Espresso-chocolate-cardamom custard
and Earl Grey ice cream at
Blackbird Restaurant. Chicago, Illinois.
Originally uploaded by ulteriorepicure.
At Blackbird where Chef Paul Kahan has bewitched me in years past with great food, renowned Pastry Chef Tara Lane absolutely stole my heart with a beautiful plate of (29) floral-bitter Earl Grey ice cream and espresso-chocolate-cardamom custard. Lane perfumed this dish with a sprinkling of lavendar sugar crystals and fresh strawberries.

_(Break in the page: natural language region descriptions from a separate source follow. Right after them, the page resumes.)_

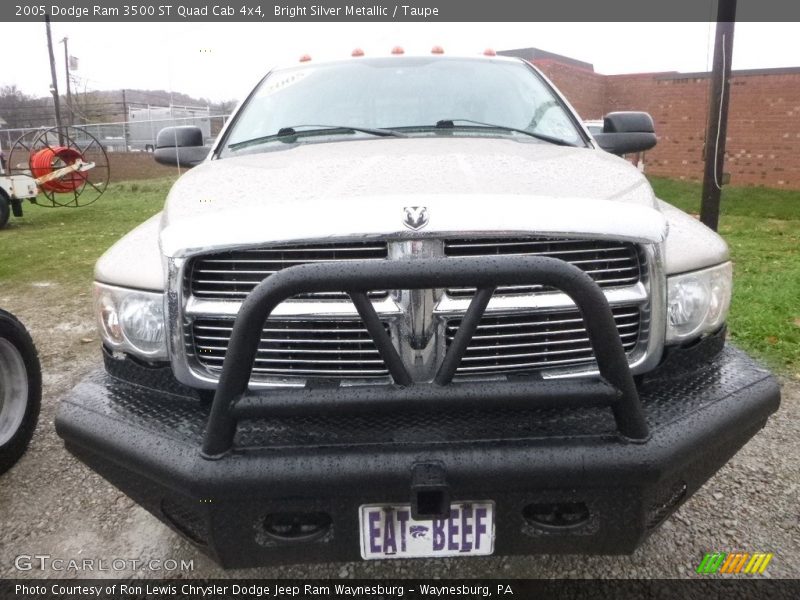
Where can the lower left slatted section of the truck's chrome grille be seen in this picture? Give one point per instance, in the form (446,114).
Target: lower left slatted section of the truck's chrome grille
(303,348)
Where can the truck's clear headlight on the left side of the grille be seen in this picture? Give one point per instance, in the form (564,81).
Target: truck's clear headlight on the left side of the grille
(132,321)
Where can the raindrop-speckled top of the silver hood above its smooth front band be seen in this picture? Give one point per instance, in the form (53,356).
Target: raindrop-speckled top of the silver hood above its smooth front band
(316,173)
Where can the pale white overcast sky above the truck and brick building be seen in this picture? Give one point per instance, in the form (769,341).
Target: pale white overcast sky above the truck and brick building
(222,61)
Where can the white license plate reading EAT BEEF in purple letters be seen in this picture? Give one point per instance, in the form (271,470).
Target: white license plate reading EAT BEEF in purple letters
(388,531)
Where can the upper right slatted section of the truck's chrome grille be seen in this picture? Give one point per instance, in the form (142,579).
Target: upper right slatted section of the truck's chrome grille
(609,263)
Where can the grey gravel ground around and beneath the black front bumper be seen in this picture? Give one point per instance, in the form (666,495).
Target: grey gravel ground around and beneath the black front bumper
(50,504)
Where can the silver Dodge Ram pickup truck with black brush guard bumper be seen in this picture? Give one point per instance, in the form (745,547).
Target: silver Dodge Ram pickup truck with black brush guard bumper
(407,306)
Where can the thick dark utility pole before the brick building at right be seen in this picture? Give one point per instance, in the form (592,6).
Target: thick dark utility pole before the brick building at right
(717,128)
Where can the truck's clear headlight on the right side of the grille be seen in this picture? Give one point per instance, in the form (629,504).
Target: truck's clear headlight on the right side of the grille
(697,302)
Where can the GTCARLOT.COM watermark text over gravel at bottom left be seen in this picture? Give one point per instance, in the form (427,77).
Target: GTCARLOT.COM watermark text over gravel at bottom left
(46,562)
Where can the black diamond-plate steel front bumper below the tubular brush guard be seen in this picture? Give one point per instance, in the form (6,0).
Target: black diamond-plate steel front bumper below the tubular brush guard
(700,408)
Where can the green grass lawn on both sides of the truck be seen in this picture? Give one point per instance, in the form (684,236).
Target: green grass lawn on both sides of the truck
(762,227)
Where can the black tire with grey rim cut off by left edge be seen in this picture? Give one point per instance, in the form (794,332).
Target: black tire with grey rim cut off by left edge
(18,357)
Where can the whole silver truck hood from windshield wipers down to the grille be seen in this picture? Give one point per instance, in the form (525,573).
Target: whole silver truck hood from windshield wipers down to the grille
(325,190)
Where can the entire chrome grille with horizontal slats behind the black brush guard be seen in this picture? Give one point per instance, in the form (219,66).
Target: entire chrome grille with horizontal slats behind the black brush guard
(307,340)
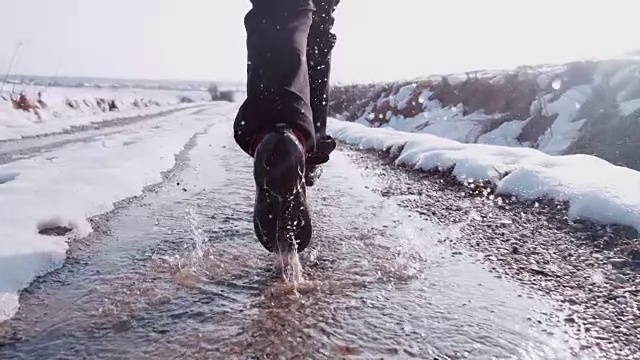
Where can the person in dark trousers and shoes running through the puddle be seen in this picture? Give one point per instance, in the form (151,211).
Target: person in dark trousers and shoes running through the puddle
(282,122)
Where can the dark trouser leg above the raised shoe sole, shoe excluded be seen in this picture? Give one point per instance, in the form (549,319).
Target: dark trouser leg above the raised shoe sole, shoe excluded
(277,73)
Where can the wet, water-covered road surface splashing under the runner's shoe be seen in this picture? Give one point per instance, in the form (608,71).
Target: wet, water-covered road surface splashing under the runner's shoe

Kurt Scheller’s in Warsaw, Poland advanced perhaps the most simple, yet exquisitely sexy sweet treat of the year – a scoop of (30) cinnamon ice cream drizzled with honey. While it sounds like a surfeit of sugar, the more-creamy-than-sweet ice cream, spiced with cinnamon,
The hills came alive again at Restaurant Esszimmer in Salzburg where the sinfully tempting (31)‘Kurbiskernschmrrn mit trauben kurbiseis’ would have sent Mother Abbess and Maria retreating with the fear of God to the convent for prayer. This was a pumpkin version of the traditionally Austrian pancake. The buttery pumpkin hotcakes, studded pumpkin seeds, came with slivered sauteed white grapes and pumpkin sorbet and garnished with fresh strawberries and gooseberries.
Equally simple yet spectacular was a fat (32) quince poached in pomegranate juice enjoyed at Haci Abdullah in Istanbul, Turkey. Chilled and halved, it’s hollowed-out tummy spilled forth a stunning cornucopia of moistened dried fruits and nuts that had been stuffed inside. A generous dollop of clotted cream kept me from being carried off by the bright and tang of the fruit juices.
I have…
eaten very well. I’m blessed. I’m thankful – especially to those who prepared the food that I enjoyed. I’m poorer… but I don’t regret the investment as my palate has become immensely more sophisticated that it was a year ago.
I’m excited for the treasures that 2006 has in store for me. We’re nearly a quarter of the way through – and I’ve already started to keep track. I hope I can look back at this year with as much admiration as this past one!
… and now I’m hungry.
* Sadly, since my visit, Dahlgren has closed Bon Lloc. When I visited in September, 2005, the Chef had told me that he intends on opening a new restaurant with a completely different take on food. I look forward to sitting at Dahlgren’s table again!
** Unfortunately, Sandro Gamba has since left NoMi and has fallen off of my radar. Despite
attempts to discover his whereabouts and plans for the future, I have not confirmed his location. Alas, I hope I may enjoy his food again.